No cars out front. Dammit! What if he had already left?! Or what if he had never even left his house like he said in his police interviews? I felt a panic attack beckoning. I would have to live through the day of my brother dying not once but twice. All the rage at this man that I had thought I had shed came back at me at once. What right did he have to not be here right now?!
Then I heard it. A loud whirring sound. I turned and saw the bloated SUV pulling into the neighborhood. I darted out of sight. Hiding behind the Japanese silver grass lining his garage I waited until I felt certain he had gone inside his house.
Rushing around the corner and wiping sweat out of my eyes, I pulled out my pocket knife and punctured all four of his tires. Before leaving, I carved some choice expletives into the side of the vehicle and gasped my way back to the highway. Another wave of panic hit me. What if he has another car and still hits Mark? Would the Universe make it happen no matter what I did? I walked along 15 south until a man in a pickup truck offered me a lift, which I gratefully accepted.
I had forgotten how trusting folks used to be back in the day.
Ten minutes later, I was at the strip mall where Mark had died.
I stood outside, not sure what to do. I looked at the display on the local bank across the street. Ninety-two degrees Fahrenheit. 4:30PM. I found a bench next to some pay phones and sat down. I waited.
About a half hour passed before I saw them. Two snot nosed kids about to enter their teen years ambled up the road, laughing and spitting onto the sidewalk. My heart skipped a few beats. I looked at Mark and my 12-year-old self. I wondered what they were talking about. They both looked up at me as they passed and smiled politely. I smiled back.
As the two boys entered the convenience store, I stood up and walked to the entrance.
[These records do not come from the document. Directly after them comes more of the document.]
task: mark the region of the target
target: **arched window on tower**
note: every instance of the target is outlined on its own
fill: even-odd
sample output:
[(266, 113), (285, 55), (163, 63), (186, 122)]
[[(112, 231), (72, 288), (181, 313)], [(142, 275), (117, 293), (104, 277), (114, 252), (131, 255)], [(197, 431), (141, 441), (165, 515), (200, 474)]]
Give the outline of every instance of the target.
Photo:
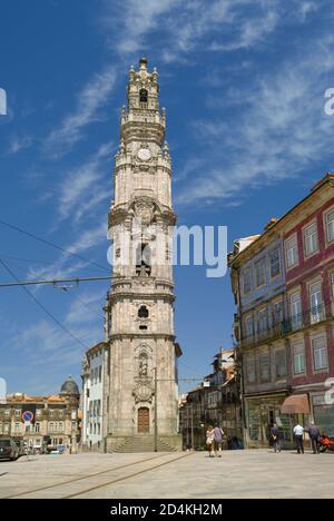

Mark didn’t have long to live if the Universe kept things as they were.
The boys emerged. I asked Mark what his drink was, pretending I had never seen a Slurpee before. Younger Me looked cautiously at me but Mark happily went on describing his drink and the four ingredients. Mountain Dew, Pina Colada, Cherry, and Coke. Yuck. I tried to stall for more time. I asked them when they would go back to school. I asked them if they knew my non-existent grandson who went to their school. Finally, Younger Me grabbed Mark by the shoulder and said that they’d better get home. And so I let them go.
I closed my eyes and surrendered myself to whatever the Universe would let happen.
I waited for the crash of three tons of aluminum and plastic on brick.
It never came.
I opened my eyes and saw the two boys crossing 15. I saw Mark stumble and fall down the embankment leading to his neighborhood and spill his Slurpee. I saw Younger Me help him back up as Mark scowled and looked down at his empty cup.
My heart soared.
But why was I still here? I had done something major to the temporal continuum. I should have shot right out of my body back into the year 2000. It should have been me walking there with Mark.
But no. I watched the Younger Me put his arm around Mark. Alive Mark.
I tried thinking hard. Did anything change on my end? Did I suddenly have memories of growing up with Mark, going to high school and maybe even college together?
Sadly, no.
Like I said, they didn’t select me for these missions because I was the brightest or most knowledgeable. My understanding of physics and the time space continuum in general is rather rudimentary. Are there more universes than one, with every decision we make spawning another vast universe?
Will we ever know?
If I hadn’t saved Mark in my timeline, at least I’d saved Mark in another one. And another version of me got to enjoy growing up together with him as a brother.
And you know what? I’m ok with that.